The ScotoPictish kingdom was unable to reassert a hegemony
over the west, where Norwegian overlordship was asserted
by King Magnus Barelegs at the end of the eleventh century. His
expedition of 1098 led to a treaty with Edgar, king of Scotland,
which is said to have conceded to Norway rule over all the isles
from Man to Lewis, together with Kintyre. One important consequence
was that the church of the isles, the diocese of Sodor (i.e. suoreyjar,
southern isles) and Man, was formally subordinated to the
Norwegian metropolitan archbishop of Trondheim. The ecclesiastical
link with Norway was to last for a century and more beyond the
date at which secular sovereignty was transferred from the Norwegian
to the Scottish Crown. By the treaty of Perth (1266) the Western
Isles and Man were finally ceded to Scotland, although in fact
the kings of Norway between Magnus Barelegs and Haakon IV Haakonsson
(d. 1263) had been able to assert effective lordship only occasionally
and for short periods. Geographically and historically the isles
belonged to Scotland. Their acquisition by King Alexander III
made it easier for the Scottish kingdom after his death (1286)
and that of his heir Margaret (1290), herself the daughter of
the king of Norway, to face the onslaught of Edward I of England
and survive intact, albeit after much tribulation. Of the two
national heroes, William Wallace and Robert Bruce, who led their
country to victory and saved its independence for future generations,
the latter at least had reason to appreciate the vital importance
of the Highlands and Islands, a region in which he took refuge
in 13067 and from which he received not only succour then
but also substantial military support in the years of armed struggle
culminating in Bannockburn (1314).
Vikings
in North-East Scotland
Some time between 954 and 962 a party of Vikings from Orkney,
led by the sons of King Eric Blood-Axe raided the Buchan coast
but were defeated by the natives. The exact site of this battle
is unknown but one account would suggest that it was on the slopes
of the Aldie Hill at Cruden.
In
1004 Gamrie (Gardenstown) was attacked by a party of Norsemen
who were in search of provisions for their fleet which was storm-bound.
These raiders were defeated and the skulls of three of their leaders
was built into the walls of the church which was under construction
at the time. The ruins of this church (St John's Church) can still
be seen today and the recesses in which the skulls lay are still
in existence, although the skulls have gone. This church and churchyard
is supposed to be the second oldest still to be seen in Scotland.

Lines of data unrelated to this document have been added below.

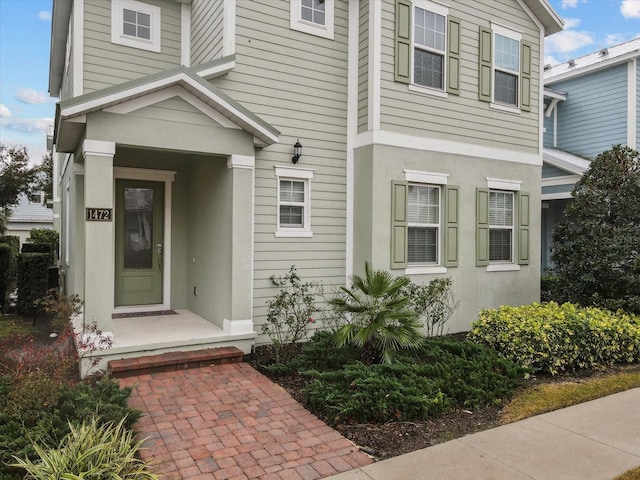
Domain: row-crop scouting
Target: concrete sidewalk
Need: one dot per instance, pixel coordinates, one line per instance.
(594, 440)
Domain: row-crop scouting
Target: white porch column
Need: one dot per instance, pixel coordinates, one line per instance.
(242, 201)
(99, 234)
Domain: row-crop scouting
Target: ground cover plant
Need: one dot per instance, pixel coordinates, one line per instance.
(556, 338)
(41, 394)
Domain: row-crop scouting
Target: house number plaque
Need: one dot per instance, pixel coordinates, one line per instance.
(99, 214)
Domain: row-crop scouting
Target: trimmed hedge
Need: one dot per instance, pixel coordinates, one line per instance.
(554, 338)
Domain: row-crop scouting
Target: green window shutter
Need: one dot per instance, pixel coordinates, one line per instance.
(453, 56)
(399, 224)
(451, 226)
(484, 64)
(482, 227)
(403, 41)
(523, 228)
(525, 77)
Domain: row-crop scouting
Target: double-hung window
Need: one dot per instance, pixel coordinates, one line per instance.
(293, 206)
(504, 69)
(424, 223)
(429, 46)
(423, 241)
(135, 24)
(427, 53)
(500, 226)
(313, 16)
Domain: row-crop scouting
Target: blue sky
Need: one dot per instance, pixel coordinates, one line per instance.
(26, 108)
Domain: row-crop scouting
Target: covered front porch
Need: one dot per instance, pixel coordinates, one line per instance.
(159, 216)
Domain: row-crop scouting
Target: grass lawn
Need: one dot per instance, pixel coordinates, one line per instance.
(544, 398)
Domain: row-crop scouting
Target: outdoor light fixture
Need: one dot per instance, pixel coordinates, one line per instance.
(297, 152)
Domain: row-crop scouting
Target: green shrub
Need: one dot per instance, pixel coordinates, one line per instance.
(555, 338)
(428, 381)
(290, 313)
(6, 261)
(90, 450)
(32, 280)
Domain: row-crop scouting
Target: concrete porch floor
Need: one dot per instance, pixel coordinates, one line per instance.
(148, 335)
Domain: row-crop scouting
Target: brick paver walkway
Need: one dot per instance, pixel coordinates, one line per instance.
(231, 422)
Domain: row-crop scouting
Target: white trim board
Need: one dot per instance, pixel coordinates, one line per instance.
(401, 140)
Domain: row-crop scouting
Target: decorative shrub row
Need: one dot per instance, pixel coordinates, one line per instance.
(554, 338)
(434, 378)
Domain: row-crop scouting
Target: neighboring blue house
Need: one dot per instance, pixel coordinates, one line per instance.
(591, 103)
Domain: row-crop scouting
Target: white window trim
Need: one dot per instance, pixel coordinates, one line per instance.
(117, 34)
(435, 179)
(439, 10)
(514, 35)
(324, 31)
(296, 174)
(499, 265)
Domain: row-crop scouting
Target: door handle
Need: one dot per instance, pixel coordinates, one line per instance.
(159, 251)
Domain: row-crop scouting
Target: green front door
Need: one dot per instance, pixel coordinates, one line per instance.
(139, 242)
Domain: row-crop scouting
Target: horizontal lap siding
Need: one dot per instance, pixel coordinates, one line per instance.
(296, 82)
(107, 64)
(462, 118)
(594, 117)
(363, 68)
(206, 30)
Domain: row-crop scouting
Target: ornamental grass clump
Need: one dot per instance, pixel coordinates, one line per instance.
(555, 338)
(91, 450)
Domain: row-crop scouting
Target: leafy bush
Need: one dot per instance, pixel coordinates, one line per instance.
(554, 338)
(290, 313)
(432, 304)
(32, 280)
(428, 381)
(90, 450)
(377, 315)
(595, 248)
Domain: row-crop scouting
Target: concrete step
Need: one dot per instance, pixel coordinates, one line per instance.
(171, 361)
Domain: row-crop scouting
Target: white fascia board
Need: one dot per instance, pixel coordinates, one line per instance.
(592, 68)
(401, 140)
(180, 77)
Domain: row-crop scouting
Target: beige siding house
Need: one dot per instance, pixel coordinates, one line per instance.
(421, 153)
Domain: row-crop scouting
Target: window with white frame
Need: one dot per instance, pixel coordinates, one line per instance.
(501, 226)
(506, 66)
(423, 221)
(313, 16)
(135, 24)
(429, 44)
(293, 205)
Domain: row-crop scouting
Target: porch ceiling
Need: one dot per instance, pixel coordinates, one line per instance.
(71, 114)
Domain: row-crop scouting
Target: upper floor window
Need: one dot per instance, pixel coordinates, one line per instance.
(294, 202)
(427, 54)
(313, 16)
(429, 45)
(135, 24)
(505, 69)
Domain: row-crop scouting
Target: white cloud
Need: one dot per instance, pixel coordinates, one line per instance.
(31, 96)
(569, 4)
(26, 124)
(567, 41)
(630, 8)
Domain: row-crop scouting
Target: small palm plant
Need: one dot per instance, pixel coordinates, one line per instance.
(377, 314)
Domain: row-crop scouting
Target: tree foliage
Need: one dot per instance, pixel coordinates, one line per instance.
(596, 249)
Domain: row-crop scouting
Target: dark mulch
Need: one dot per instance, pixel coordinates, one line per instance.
(391, 439)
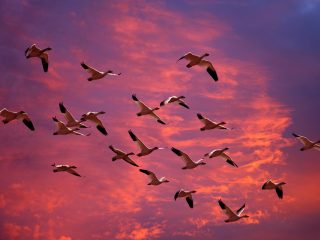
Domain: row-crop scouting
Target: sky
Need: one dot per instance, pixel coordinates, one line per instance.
(266, 54)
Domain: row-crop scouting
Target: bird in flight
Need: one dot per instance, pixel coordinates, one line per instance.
(95, 74)
(187, 194)
(307, 143)
(34, 51)
(21, 115)
(232, 216)
(198, 60)
(174, 99)
(65, 168)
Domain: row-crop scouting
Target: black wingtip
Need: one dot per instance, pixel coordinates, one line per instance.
(199, 116)
(102, 130)
(134, 97)
(213, 74)
(62, 108)
(176, 151)
(162, 122)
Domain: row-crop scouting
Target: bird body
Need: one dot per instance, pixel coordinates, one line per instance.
(307, 143)
(185, 157)
(198, 60)
(232, 216)
(21, 115)
(65, 168)
(268, 185)
(95, 74)
(185, 194)
(34, 51)
(174, 99)
(122, 155)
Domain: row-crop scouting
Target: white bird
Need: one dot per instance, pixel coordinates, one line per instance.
(34, 51)
(144, 110)
(277, 186)
(208, 124)
(175, 99)
(307, 143)
(122, 155)
(221, 153)
(187, 194)
(64, 130)
(154, 180)
(198, 60)
(95, 74)
(71, 121)
(144, 150)
(189, 163)
(93, 117)
(65, 168)
(232, 216)
(21, 115)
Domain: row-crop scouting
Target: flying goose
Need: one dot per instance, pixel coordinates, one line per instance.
(93, 116)
(208, 124)
(277, 186)
(95, 74)
(221, 153)
(232, 216)
(65, 168)
(144, 150)
(144, 110)
(307, 143)
(64, 130)
(154, 180)
(198, 60)
(175, 99)
(122, 155)
(34, 51)
(187, 194)
(189, 163)
(21, 115)
(71, 121)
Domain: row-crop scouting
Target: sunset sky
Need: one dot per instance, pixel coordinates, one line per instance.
(267, 57)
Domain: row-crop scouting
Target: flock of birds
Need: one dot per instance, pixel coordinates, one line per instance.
(73, 126)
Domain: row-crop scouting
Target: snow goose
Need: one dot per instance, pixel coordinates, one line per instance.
(307, 143)
(34, 51)
(144, 110)
(221, 153)
(144, 150)
(189, 163)
(65, 168)
(232, 216)
(71, 121)
(277, 186)
(175, 99)
(64, 130)
(93, 117)
(22, 116)
(154, 180)
(187, 194)
(95, 74)
(208, 124)
(122, 155)
(198, 60)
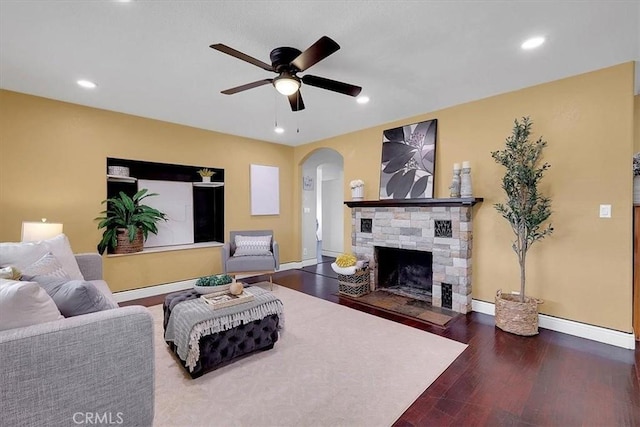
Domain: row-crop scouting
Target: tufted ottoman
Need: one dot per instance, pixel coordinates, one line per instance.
(222, 347)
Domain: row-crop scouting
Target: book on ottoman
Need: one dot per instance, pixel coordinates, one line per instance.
(226, 299)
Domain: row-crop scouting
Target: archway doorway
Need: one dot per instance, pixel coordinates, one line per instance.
(322, 206)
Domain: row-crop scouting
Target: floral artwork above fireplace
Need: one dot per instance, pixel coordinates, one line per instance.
(408, 161)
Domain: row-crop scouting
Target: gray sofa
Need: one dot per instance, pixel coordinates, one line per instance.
(93, 369)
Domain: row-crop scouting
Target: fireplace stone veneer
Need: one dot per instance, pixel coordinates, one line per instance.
(411, 224)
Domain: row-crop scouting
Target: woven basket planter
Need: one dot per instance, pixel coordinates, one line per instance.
(354, 285)
(124, 246)
(520, 318)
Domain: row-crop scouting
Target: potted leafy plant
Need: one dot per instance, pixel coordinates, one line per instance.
(206, 174)
(127, 222)
(527, 212)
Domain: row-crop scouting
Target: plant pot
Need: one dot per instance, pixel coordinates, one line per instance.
(124, 246)
(520, 318)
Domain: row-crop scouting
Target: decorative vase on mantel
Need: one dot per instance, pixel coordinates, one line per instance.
(357, 189)
(357, 193)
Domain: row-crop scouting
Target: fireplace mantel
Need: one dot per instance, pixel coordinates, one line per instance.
(451, 201)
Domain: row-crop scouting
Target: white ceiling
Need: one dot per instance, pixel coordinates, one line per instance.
(152, 58)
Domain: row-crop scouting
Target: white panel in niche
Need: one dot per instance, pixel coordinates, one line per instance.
(265, 190)
(176, 200)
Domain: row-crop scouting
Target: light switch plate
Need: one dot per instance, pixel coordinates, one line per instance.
(605, 211)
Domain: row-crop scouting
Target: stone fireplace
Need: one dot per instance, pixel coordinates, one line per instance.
(420, 247)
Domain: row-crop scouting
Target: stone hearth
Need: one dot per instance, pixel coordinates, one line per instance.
(443, 227)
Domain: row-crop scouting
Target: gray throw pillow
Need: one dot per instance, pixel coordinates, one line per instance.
(73, 297)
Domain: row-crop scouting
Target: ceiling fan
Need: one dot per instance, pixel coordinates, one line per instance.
(287, 62)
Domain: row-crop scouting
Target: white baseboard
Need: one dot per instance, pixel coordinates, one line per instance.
(570, 327)
(291, 266)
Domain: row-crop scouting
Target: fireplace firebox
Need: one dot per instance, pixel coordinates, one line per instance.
(405, 271)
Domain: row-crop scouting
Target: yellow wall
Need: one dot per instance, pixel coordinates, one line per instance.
(53, 163)
(583, 271)
(636, 121)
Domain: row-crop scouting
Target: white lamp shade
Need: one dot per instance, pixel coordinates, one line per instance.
(286, 85)
(34, 231)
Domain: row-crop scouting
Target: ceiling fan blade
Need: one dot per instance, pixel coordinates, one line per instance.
(296, 102)
(246, 87)
(333, 85)
(316, 53)
(237, 54)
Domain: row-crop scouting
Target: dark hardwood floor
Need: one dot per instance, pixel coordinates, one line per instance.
(551, 379)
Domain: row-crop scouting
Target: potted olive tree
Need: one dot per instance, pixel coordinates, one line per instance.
(527, 212)
(127, 223)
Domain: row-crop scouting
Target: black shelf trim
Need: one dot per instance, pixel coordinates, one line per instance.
(452, 201)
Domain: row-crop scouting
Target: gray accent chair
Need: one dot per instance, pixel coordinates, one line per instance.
(80, 369)
(250, 265)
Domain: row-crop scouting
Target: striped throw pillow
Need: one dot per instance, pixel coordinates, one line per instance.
(48, 265)
(252, 245)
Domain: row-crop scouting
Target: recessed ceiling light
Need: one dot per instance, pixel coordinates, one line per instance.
(86, 84)
(532, 43)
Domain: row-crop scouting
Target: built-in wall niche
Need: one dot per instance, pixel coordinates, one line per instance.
(195, 209)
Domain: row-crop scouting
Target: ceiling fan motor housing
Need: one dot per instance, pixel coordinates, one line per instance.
(281, 58)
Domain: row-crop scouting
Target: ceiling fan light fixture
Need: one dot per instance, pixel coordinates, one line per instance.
(286, 84)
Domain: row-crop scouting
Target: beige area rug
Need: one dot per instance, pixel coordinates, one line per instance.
(332, 366)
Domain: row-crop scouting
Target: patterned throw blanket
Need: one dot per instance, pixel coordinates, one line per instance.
(193, 319)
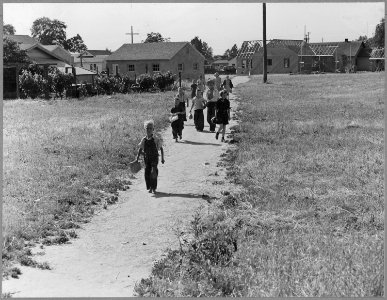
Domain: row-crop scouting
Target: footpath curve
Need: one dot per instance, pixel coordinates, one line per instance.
(118, 247)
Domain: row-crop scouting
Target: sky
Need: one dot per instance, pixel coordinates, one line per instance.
(220, 25)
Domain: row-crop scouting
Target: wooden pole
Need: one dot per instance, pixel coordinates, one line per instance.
(264, 45)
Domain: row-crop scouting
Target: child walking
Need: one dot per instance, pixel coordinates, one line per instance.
(198, 104)
(212, 96)
(177, 125)
(222, 111)
(150, 146)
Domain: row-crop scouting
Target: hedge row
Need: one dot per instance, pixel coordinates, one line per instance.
(33, 84)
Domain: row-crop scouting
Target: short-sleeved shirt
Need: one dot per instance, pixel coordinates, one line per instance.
(194, 86)
(156, 139)
(218, 82)
(198, 103)
(223, 105)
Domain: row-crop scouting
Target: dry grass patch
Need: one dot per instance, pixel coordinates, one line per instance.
(310, 221)
(62, 158)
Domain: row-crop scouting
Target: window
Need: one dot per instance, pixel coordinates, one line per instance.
(115, 69)
(156, 68)
(130, 68)
(286, 62)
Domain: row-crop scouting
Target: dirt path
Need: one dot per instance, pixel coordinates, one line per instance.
(118, 247)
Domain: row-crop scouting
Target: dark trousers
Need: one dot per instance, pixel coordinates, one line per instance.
(199, 119)
(176, 128)
(151, 177)
(210, 115)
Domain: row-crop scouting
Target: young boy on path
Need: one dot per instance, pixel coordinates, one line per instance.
(222, 113)
(194, 87)
(198, 104)
(177, 125)
(150, 146)
(212, 96)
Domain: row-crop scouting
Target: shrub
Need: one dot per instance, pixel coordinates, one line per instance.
(145, 81)
(126, 83)
(105, 85)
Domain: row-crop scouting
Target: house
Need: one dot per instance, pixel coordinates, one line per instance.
(232, 62)
(220, 64)
(81, 74)
(42, 55)
(149, 58)
(377, 60)
(244, 57)
(354, 55)
(94, 60)
(292, 56)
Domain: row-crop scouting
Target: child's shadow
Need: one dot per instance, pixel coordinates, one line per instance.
(163, 194)
(199, 143)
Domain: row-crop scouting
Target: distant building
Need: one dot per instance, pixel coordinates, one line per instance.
(149, 58)
(377, 60)
(219, 64)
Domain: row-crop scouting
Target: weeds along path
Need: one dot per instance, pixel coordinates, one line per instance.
(119, 246)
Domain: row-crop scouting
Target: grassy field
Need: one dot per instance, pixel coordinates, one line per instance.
(63, 159)
(310, 221)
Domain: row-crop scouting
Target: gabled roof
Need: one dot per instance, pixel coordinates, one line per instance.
(61, 52)
(24, 41)
(28, 43)
(347, 48)
(78, 70)
(248, 48)
(99, 52)
(323, 50)
(377, 53)
(148, 51)
(221, 61)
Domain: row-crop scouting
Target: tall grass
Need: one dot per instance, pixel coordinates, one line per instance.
(310, 219)
(62, 157)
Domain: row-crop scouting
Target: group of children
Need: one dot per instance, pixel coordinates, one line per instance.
(218, 112)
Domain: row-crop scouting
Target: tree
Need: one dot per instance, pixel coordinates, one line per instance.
(231, 53)
(202, 47)
(155, 37)
(8, 29)
(12, 52)
(49, 32)
(75, 44)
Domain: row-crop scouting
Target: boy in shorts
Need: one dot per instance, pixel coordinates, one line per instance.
(150, 146)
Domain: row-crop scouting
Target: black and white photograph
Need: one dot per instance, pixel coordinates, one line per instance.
(193, 149)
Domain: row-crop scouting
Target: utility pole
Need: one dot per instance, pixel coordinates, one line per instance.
(132, 33)
(264, 44)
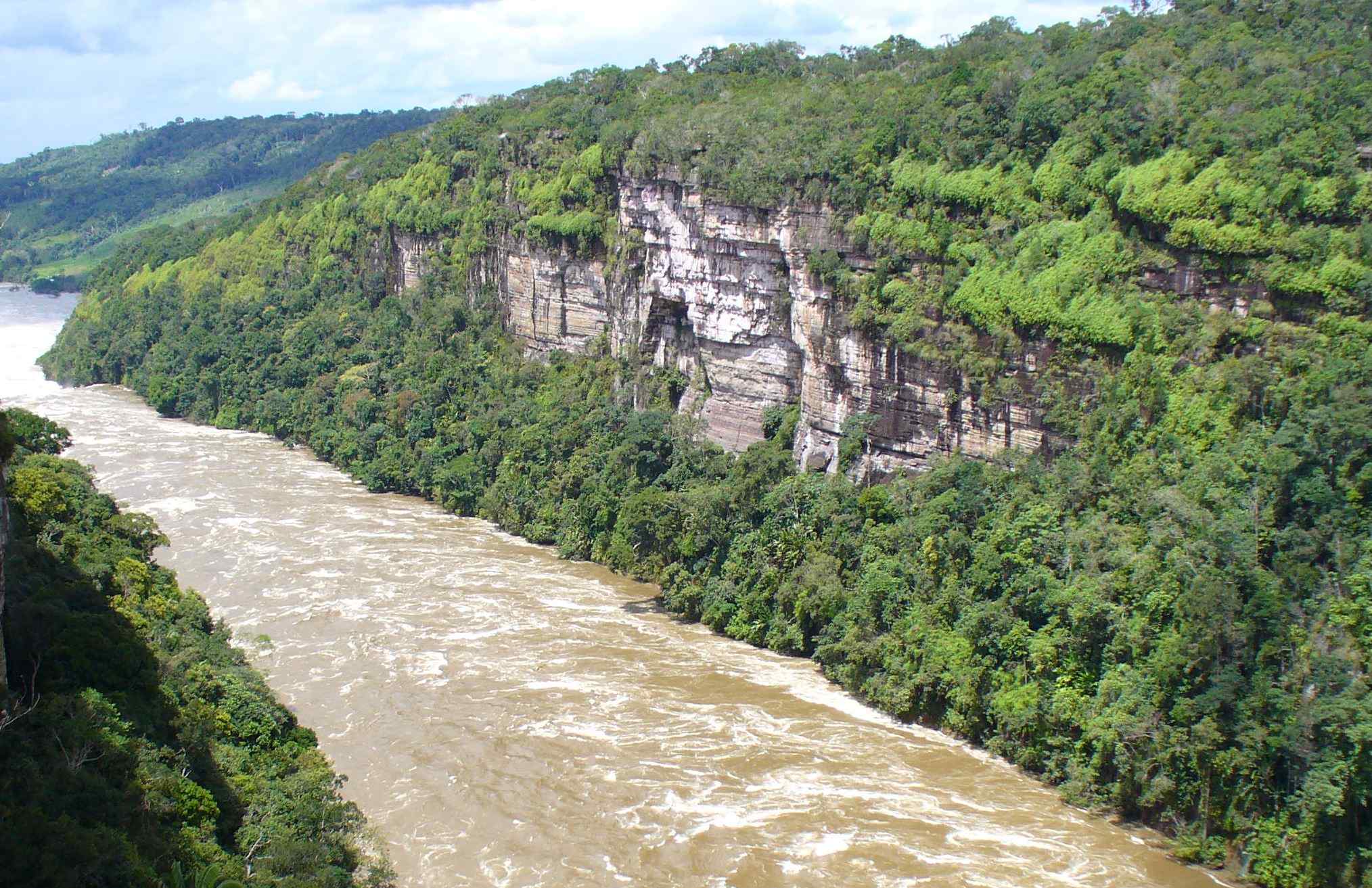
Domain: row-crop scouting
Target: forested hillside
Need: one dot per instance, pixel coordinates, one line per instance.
(1168, 618)
(133, 737)
(61, 208)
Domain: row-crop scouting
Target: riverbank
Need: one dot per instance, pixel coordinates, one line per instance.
(507, 716)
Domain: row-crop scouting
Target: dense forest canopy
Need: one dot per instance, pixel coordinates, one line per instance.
(61, 208)
(1170, 618)
(133, 737)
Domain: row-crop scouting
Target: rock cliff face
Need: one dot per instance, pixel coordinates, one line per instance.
(725, 296)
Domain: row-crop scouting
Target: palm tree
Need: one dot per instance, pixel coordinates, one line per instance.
(204, 877)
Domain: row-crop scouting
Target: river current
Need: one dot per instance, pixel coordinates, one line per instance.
(508, 718)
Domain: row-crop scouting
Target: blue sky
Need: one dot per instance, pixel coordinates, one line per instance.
(76, 69)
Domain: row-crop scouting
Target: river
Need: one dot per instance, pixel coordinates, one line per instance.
(508, 718)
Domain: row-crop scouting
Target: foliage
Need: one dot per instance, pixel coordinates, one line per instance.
(1170, 620)
(145, 740)
(64, 205)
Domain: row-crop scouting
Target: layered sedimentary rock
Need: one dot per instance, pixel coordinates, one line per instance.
(725, 296)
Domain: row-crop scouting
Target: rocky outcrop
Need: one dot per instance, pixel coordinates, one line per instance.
(725, 296)
(412, 256)
(1212, 287)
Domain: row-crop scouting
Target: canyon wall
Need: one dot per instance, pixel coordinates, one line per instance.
(725, 296)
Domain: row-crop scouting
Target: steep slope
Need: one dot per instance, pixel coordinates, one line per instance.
(62, 209)
(132, 734)
(1125, 265)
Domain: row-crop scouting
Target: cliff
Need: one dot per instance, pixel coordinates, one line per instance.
(725, 294)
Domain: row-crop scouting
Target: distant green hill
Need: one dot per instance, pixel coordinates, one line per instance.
(65, 209)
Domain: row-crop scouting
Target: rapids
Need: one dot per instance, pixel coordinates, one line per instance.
(508, 718)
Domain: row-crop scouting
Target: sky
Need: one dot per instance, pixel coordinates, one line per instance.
(72, 70)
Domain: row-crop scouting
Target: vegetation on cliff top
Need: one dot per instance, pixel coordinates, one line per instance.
(133, 737)
(1170, 620)
(62, 210)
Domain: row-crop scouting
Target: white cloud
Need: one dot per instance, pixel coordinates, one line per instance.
(256, 85)
(158, 60)
(260, 85)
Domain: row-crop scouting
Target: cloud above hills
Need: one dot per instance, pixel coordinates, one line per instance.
(83, 68)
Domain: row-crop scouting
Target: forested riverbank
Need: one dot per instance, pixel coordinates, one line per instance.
(133, 737)
(1166, 617)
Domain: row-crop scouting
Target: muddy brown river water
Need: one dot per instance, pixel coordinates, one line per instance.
(508, 718)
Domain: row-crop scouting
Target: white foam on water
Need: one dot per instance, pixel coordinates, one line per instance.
(507, 720)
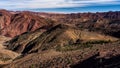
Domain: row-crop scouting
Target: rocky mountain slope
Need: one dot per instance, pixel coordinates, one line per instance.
(48, 40)
(16, 23)
(59, 35)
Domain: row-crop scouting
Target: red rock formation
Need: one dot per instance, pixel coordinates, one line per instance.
(13, 24)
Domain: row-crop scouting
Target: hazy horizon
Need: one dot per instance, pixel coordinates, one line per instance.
(61, 6)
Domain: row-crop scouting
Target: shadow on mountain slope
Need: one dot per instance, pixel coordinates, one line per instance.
(94, 62)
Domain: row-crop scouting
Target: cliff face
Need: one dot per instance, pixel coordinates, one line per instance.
(16, 23)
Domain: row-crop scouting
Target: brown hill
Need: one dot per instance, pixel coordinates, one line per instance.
(16, 23)
(104, 22)
(59, 35)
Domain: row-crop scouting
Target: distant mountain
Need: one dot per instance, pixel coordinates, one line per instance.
(16, 23)
(52, 40)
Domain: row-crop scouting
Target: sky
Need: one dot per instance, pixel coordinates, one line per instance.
(65, 6)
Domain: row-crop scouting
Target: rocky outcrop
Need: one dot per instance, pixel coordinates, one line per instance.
(59, 35)
(16, 23)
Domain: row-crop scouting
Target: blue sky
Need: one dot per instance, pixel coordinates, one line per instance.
(67, 6)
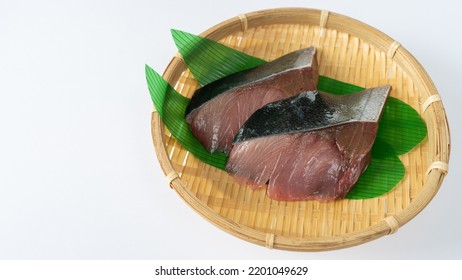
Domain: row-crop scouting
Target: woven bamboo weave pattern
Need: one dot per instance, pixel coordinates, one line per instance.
(348, 51)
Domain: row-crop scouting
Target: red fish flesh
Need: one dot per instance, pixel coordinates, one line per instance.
(312, 146)
(217, 110)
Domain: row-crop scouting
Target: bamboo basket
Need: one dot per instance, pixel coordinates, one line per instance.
(349, 51)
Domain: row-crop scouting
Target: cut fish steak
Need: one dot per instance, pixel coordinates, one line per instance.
(217, 110)
(311, 146)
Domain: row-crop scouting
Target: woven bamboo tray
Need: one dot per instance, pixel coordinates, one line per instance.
(349, 51)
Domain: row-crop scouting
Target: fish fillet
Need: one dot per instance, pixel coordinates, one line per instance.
(312, 146)
(217, 110)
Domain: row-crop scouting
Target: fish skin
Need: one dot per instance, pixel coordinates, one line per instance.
(313, 110)
(217, 110)
(311, 159)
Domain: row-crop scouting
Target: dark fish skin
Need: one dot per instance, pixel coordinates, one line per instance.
(217, 110)
(318, 165)
(313, 146)
(314, 110)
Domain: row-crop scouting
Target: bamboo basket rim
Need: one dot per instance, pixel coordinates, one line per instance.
(433, 110)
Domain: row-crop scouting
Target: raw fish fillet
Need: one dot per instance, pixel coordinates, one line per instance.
(312, 146)
(217, 110)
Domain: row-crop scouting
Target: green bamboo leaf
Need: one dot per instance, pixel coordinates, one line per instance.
(208, 60)
(171, 107)
(400, 128)
(380, 177)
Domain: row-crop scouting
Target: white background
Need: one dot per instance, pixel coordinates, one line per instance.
(79, 178)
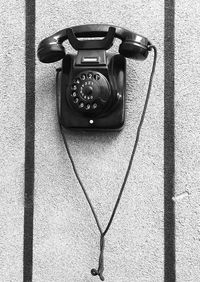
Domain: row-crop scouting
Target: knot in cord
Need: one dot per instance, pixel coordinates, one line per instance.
(100, 270)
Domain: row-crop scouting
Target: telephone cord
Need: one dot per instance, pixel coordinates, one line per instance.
(100, 269)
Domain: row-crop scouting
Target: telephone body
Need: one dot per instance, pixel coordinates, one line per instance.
(92, 82)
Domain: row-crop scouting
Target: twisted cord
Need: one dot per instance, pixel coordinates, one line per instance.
(100, 270)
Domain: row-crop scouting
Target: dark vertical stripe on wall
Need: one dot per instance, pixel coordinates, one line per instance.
(29, 140)
(169, 158)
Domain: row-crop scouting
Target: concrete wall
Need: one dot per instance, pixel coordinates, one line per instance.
(66, 239)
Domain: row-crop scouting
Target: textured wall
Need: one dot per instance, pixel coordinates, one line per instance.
(66, 239)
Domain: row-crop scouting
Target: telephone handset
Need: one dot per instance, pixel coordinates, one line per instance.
(92, 82)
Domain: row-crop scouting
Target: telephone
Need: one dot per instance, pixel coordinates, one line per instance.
(92, 83)
(91, 90)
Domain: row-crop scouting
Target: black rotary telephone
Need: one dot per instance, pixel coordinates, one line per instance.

One of the teachers in St Combs school comes from Gardenstown
(Gamrie) and she assures me that it is said locally that the battle
was won because the local 'ladies' attacked the Vikings with their
stockings filled with sand and stones. I can't make up my mind
whether this is true or whether my leg is being pulled. You'll
have to decide for yourself. The skulls were supposed to have
been removed by University archaeologists.
A
large force of Danes under the command of Canute (later King Canute)
landed at Cruden in 1012. They built a fort on the links where
the golf course now stands. King Malcolm II gathered an army and
following a very fierce battle the Norsemen were defeated. Casualties
on both sides were very high.
One
account states that some of the Danes, instead of leaving Cruden
by boat decided to join their countrymen in Moray by going overland.
They were involved in fighting at Memsie. Cairns were erected
to mark the graves of the dead. A huge cairn can still be seen
at Memsie today.
It
is said that the name Cruden derives from Chroch Dain, Croja Danorum,
Croya Dain or Crushain which in different languages means 'slaughter
of the Danes'.
Along
the Coast, near Inverness, on the Black Isle is a bay called
Port an Righ which means 'Bay of the Kings'. Legend has it that
three Viking kings were wrecked here in the tenth century. The
legend also suggests that it was three sons of Danish kings
that were drowned here when they were on an expedition.